Abstract
What is already known about this subject
CYP2D6 mediates, to some extent, the synthesis of the neurotransmitters, serotonin and dopamine in the brain. A positive relationship between CYP2D6 activity and personality has been suggested, while other studies have failed to find a relationship.
Therefore, because of these inconsistent findings, the association between CYP2D6 polymorphism and interindividual variability in personality has not yet been resolved.
What this study adds
The detailed genotypes for CYP2D6 were identified using DNA tip in a large number of Japanese subjects. However there were no correlations between scores of personality and CYP2D6 genotypes.
This study demonstrated that there was no significant association between CYP2D6 activity and personality trait in the Japanese population.
Aims
The polymorphic enzyme CYP2D6 is expressed not only in liver but also in brain at low concentrations. CYP2D6 mediates, to some extent, the synthesis of the neurotransmitters, serotonin and dopamine. We investigated a possible association between the genetic polymorphism of CYP2D6 and individual personality trait.
Methods
Mentally and physically healthy volunteers were recruited (n = 342). Temperament and Character Inventory (TCI) and CYP2D6 genotyping were performed in all subjects. We detected mutated alleles which were identified using the Amplichip CYP450 DNA chip.
Results
The number of phenotypes, assumed by genotype for ultrarapid metabolizers (UM), extensive metabolizers (EM), intermediate metabolizers (IM) and poor metabolizers (PM) were 4 (1.1%), 262 (76.6%), 75 (21.9%) and 1 (0.3%), respectively. There were no differences in scores for novelty seeking, harm avoidance, reward dependence or persistence among the CYP2D6 phenotypes. The number of mutated alleles for CYP2D6 did not differ for scores of novelty seeking, harm avoidance, reward dependence or persistence. In subitem analyses, only RD3 (attachment) had a significant difference both in the CYP2D6 phenotype (P< 0.05) and genotype (P< 0.05).
Conclusions
This study did not demonstrate a significant association between CYP2D6 activity and personality trait because of the small interindividual variability in CYP2D6 activity within the Japanese population.
Keywords: CYP2D6, genotype, Japanese, personality
Introduction
Cloninger et al.[1] demonstrated that human personality consists of seven dimensions including three temperament dimensions and four character dimensions, and on the basis of this model they developed the temperament and character inventory (TCI), a questionnaire for assessing personality traits.

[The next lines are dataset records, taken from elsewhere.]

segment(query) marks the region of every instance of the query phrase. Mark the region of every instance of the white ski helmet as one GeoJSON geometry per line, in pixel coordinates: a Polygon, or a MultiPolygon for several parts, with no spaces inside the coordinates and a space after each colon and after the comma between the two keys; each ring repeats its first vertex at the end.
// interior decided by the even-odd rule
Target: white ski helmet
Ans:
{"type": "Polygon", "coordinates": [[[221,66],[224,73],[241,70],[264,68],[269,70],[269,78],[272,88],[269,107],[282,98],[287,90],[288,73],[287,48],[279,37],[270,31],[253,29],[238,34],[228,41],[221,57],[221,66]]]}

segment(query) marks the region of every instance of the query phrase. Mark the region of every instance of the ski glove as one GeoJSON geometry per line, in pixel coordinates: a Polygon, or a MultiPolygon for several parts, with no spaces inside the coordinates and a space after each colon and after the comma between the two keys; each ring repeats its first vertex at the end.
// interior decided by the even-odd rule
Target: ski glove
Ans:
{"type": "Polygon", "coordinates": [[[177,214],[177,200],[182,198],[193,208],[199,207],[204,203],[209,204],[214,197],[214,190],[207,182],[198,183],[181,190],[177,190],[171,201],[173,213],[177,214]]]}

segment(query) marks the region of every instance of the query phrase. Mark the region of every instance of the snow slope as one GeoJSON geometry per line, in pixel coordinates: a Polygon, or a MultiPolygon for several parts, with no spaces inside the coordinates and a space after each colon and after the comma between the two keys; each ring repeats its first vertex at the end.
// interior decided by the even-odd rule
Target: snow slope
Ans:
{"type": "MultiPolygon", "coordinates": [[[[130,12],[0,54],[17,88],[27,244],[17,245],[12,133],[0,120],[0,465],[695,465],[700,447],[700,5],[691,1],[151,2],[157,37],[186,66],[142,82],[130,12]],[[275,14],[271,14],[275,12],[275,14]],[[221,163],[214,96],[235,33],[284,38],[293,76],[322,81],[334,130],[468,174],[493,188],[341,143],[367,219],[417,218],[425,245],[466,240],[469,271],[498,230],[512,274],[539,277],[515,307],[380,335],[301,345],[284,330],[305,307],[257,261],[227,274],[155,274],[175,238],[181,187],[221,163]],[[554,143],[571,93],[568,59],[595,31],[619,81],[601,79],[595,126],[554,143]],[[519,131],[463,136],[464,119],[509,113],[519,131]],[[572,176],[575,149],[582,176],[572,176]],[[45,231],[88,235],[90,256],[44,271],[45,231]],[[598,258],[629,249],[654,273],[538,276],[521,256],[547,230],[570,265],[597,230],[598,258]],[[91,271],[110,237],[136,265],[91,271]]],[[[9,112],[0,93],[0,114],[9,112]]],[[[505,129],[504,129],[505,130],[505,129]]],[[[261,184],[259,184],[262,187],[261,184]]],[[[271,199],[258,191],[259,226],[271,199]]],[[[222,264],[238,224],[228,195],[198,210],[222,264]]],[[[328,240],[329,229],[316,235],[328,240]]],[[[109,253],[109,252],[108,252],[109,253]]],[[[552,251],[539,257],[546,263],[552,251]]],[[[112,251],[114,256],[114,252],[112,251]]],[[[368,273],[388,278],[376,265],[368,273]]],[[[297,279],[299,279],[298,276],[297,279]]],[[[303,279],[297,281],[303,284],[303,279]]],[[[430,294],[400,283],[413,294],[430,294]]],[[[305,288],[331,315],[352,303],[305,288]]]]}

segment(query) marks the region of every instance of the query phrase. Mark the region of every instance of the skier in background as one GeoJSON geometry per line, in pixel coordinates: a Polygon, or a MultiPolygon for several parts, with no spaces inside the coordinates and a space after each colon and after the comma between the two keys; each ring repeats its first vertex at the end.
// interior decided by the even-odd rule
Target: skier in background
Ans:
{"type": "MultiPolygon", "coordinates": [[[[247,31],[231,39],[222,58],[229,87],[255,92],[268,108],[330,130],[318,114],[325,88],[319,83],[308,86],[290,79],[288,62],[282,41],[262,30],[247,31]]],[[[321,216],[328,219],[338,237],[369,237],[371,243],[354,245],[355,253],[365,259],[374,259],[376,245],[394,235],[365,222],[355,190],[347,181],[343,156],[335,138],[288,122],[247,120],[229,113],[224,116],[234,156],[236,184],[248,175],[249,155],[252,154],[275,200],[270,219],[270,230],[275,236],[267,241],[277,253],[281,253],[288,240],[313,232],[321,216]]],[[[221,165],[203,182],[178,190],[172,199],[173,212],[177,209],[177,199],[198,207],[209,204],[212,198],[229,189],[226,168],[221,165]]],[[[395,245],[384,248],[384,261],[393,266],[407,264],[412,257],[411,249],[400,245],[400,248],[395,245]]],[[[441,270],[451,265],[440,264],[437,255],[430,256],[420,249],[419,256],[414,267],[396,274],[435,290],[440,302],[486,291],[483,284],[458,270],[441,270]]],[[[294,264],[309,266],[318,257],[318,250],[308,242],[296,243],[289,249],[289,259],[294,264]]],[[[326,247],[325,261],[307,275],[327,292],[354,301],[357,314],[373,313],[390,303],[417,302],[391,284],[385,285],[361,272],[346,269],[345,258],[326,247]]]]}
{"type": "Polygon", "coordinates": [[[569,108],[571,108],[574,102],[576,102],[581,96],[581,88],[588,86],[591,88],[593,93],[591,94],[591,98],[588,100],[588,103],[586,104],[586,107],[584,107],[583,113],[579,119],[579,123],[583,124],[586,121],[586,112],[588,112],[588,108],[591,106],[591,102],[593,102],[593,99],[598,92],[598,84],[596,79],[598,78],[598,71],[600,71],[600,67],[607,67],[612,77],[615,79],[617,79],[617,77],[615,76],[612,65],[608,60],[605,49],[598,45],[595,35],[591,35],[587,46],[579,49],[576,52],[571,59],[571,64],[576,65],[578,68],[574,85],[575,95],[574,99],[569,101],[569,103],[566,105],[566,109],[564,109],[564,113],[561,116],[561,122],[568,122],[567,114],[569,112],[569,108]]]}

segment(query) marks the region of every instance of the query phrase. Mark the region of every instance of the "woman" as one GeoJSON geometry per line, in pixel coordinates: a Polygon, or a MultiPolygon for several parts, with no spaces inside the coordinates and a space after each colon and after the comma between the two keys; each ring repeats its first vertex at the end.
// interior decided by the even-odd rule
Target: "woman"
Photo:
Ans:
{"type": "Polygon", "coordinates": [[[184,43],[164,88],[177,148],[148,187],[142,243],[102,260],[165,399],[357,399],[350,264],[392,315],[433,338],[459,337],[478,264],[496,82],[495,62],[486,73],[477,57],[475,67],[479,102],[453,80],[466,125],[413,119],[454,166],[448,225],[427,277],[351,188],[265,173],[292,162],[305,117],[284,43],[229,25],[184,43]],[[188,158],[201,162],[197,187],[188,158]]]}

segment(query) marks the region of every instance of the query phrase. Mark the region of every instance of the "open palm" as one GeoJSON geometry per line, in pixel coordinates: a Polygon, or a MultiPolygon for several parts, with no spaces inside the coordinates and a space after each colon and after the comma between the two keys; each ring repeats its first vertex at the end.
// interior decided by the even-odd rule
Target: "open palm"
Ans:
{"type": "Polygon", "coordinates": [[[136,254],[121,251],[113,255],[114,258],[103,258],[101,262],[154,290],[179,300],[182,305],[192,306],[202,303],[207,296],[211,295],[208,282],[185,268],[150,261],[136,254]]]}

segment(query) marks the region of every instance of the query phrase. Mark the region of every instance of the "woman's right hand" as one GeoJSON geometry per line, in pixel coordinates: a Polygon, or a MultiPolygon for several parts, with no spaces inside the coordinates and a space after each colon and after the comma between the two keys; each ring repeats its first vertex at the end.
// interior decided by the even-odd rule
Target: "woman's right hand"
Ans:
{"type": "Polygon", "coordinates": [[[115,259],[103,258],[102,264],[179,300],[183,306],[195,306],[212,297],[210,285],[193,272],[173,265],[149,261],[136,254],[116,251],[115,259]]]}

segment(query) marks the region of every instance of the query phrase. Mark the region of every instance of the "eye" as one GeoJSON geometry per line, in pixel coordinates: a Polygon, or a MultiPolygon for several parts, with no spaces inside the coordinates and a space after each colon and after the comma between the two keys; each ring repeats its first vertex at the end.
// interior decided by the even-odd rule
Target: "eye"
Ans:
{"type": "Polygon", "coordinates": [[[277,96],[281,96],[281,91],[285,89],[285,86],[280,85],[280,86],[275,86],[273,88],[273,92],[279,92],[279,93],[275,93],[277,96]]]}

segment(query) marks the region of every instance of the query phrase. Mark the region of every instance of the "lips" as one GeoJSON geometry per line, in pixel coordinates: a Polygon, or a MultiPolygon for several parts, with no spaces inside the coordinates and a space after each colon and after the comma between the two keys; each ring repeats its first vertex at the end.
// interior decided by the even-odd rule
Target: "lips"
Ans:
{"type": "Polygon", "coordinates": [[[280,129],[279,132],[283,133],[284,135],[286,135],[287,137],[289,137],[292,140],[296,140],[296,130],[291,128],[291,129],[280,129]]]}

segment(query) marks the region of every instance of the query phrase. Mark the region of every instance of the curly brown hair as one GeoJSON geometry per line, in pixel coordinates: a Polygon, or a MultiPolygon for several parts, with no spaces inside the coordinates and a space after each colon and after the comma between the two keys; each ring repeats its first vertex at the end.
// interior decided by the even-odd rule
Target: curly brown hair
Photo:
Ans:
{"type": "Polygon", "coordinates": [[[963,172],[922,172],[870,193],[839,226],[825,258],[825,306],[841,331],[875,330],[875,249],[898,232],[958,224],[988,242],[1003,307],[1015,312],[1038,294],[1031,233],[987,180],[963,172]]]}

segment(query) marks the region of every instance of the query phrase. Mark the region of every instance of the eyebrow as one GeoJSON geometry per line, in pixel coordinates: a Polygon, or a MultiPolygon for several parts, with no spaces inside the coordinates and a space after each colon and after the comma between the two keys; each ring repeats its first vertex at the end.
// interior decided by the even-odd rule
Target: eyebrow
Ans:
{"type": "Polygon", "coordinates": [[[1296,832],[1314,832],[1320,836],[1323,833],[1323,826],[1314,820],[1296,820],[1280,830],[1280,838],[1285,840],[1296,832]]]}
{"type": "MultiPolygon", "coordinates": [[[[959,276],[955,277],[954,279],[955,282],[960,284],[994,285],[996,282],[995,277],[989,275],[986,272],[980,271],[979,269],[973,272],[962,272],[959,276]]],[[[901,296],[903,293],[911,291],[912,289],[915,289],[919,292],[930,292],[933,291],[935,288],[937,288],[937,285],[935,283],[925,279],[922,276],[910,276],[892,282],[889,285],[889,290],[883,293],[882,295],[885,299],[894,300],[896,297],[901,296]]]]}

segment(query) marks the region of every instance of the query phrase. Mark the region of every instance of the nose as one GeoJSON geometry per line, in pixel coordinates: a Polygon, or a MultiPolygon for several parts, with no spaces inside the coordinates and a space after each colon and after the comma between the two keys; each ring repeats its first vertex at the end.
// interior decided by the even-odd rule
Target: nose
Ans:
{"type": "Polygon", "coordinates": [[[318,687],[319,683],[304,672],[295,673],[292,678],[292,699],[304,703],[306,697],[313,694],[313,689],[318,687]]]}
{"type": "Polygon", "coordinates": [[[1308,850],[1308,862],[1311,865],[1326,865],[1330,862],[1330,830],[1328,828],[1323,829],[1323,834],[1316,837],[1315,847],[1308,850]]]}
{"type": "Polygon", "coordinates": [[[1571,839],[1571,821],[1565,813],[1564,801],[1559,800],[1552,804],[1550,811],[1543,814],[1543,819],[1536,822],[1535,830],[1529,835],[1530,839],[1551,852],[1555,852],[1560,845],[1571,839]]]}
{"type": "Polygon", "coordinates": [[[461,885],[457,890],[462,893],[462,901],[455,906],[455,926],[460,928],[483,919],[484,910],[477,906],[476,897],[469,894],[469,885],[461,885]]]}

Of the temperament dimensions, which include novelty seeking, harm avoidance, reward dependence, and persistence, three have been assumed to be related to monoamine neurotransmitters, novelty seeking with dopaminergic activities, harm avoidance with serotonergic activities and reward dependence with noradrenergic activity.
It has been reported that CYP2D6 is expressed not only in the liver but also in the brain at low concentrations [2]. The CYP2D6 in the brain has been shown to interact with the dopamine transporter and it has been suggested that it plays a role in the catabolism and processing of neurotransmitters [3–5]. Genetic polymorphism in CYP2D6 has been associated with smoking behaviour and this modification may occur through the involvement of CYP2D6 in the dopaminergic pathway. In addition, CYP2D6 mediates the synthesis of the neurotransmitters, serotonin and dopamine, from tyramine and 5-methoxytryptamine [2]. Since these neurotransmitters are linked with personality trait according to Cloninger's model, it is likely that genetic polymorphism of CYP2D6 is associated with individual personality. However, the association is inconsistent. Several studies have suggested a positive relationship between CYP2D6 activity and personality [6–8], while another study failed to find the relationship [9].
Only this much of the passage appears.